The Deep Value of APIs to the Insurance Industry
Not too long ago, APIs, or application programming interfaces, were something only a programmer could love – or was even aware of. APIs were the code bits that enabled one application in the machine to send data to another application – such as a CRM system sending data to an accounting system.
Now, APIs have emerged to a starring role in today’s digital enterprises. And it isn’t just programmers who are enamored with their potential. Now, it’s business managers – and even their top-level executives – who want in on the API action.
That’s because APIs are no longer something that happens inside machines – nowadays, the impact of APIs on insurance companies’ operations and go-to-market capabilities may be significant. Using APIs to tap into existing functions offered by third parties – such as Google Maps or Salesforce analytics – provides new forms of functionality, as well as a way to cut the costs of maintaining or writing software.

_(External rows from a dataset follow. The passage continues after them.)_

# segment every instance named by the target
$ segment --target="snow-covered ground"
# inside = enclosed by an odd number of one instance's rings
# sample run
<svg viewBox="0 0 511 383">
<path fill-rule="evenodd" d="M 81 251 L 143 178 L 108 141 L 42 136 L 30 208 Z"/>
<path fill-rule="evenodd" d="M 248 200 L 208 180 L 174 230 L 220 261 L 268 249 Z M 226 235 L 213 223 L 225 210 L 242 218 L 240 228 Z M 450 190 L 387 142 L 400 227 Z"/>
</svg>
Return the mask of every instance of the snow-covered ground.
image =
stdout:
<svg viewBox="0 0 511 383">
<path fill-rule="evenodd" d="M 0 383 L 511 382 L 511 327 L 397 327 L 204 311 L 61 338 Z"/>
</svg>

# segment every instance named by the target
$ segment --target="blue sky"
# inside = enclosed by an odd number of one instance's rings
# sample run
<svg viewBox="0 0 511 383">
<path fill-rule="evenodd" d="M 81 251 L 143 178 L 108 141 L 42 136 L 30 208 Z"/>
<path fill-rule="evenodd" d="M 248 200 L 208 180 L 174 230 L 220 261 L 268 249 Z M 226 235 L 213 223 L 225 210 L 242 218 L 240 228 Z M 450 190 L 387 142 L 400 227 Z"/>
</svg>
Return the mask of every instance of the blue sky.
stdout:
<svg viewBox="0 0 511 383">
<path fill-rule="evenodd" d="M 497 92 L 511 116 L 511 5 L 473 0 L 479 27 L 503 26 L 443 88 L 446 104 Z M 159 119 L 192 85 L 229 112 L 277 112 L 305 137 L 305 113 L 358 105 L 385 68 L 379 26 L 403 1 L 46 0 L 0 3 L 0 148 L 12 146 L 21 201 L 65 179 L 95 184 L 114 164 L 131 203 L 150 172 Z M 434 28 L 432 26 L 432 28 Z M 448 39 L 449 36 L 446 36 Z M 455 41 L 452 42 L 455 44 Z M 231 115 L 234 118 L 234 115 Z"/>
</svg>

I recently helped put together a report for MuleSoft on the business potential offered by the growing API economy. We called the API-enabled organization a “composable enterprise” – a connected organizations with business processes supported by on-demand services that are acquired and leveraged from the cloud and APIs, furnished by outside providers or through internal data centers. These services are connected through APIs.
Not only is the API economy delivering business advantages, but also elevating the careers of IT professionals – from systems maintenance roles to digital “provocateurs.” As we observe in the MuleSoft report, in the API-centric enterprise, IT is an enabler of digital growth. “All too often in organizations, IT has been the department of ‘no,’ or the place where project requests go to languish. In a composable enterprise, IT serves as a full partner to the business, but at the same time, may even be invisible. Services rendered through the cloud, APIs and mobile are part of a structure that enables decision makers to quickly access the applications and information they need. “It’s not just about connecting applications together, it’s also about exposing information through things like APIs that enable people to be able to grab information easily, in a self-service way, without having to go through central IT for everything,” noted Ross Mason, founder and vice president of product strategy at MuleSoft.
At its DeveloperWorks site, IBM offers some examples of public APIs specifically available to the insurance industry, including the following:
Agencyport Turnstyle – provides for extraction of data from ACORD-compliant forms used in the insurance industry for serialization as XML.
- Progressive SuperCREWS – provides information comparing the rates of other major insurance companies to its own.
- Insured Rating – enables users to develop a rate plan reflecting risk levels posed by prospective customers.
- NAIC Registry – allows automated filing of standard reporting documentation required of insurance providers for compliance with state regulations. The provider is a cooperative agency maintained by state governments to encourage consistent regulatory and business practices for insurance companies.
Along with the potential transformation benefits APIs deliver as they are consumed from other parties, there is inherent value that can be measured as well in the APIs that are built and offered by insurance companies. CIO’s Thor Olavsrud recently came up with a snazzy formula for quantifying this value, which goes as follows:
API worth = Number of users/10,000 x (Number of dev hours x dev hourly cost), with the entire result divided by the number of competitors +1.
So, as Olavsrud illustrates, an API with 100,000 users, which took 500 hours to build by two developers earning $50 an hour, and meeting five competitors in the same space, would have a value of about $83,000.
$83,333 API value = ((100,000/10,000) x (1000 x 50))/5 +1
The purpose of calculating such a value is to get a sense, up front, of what kind of investment needs to be made in the API development project. Given the incredible business power behind today’s APIs, consuming or building APIs is a good investment.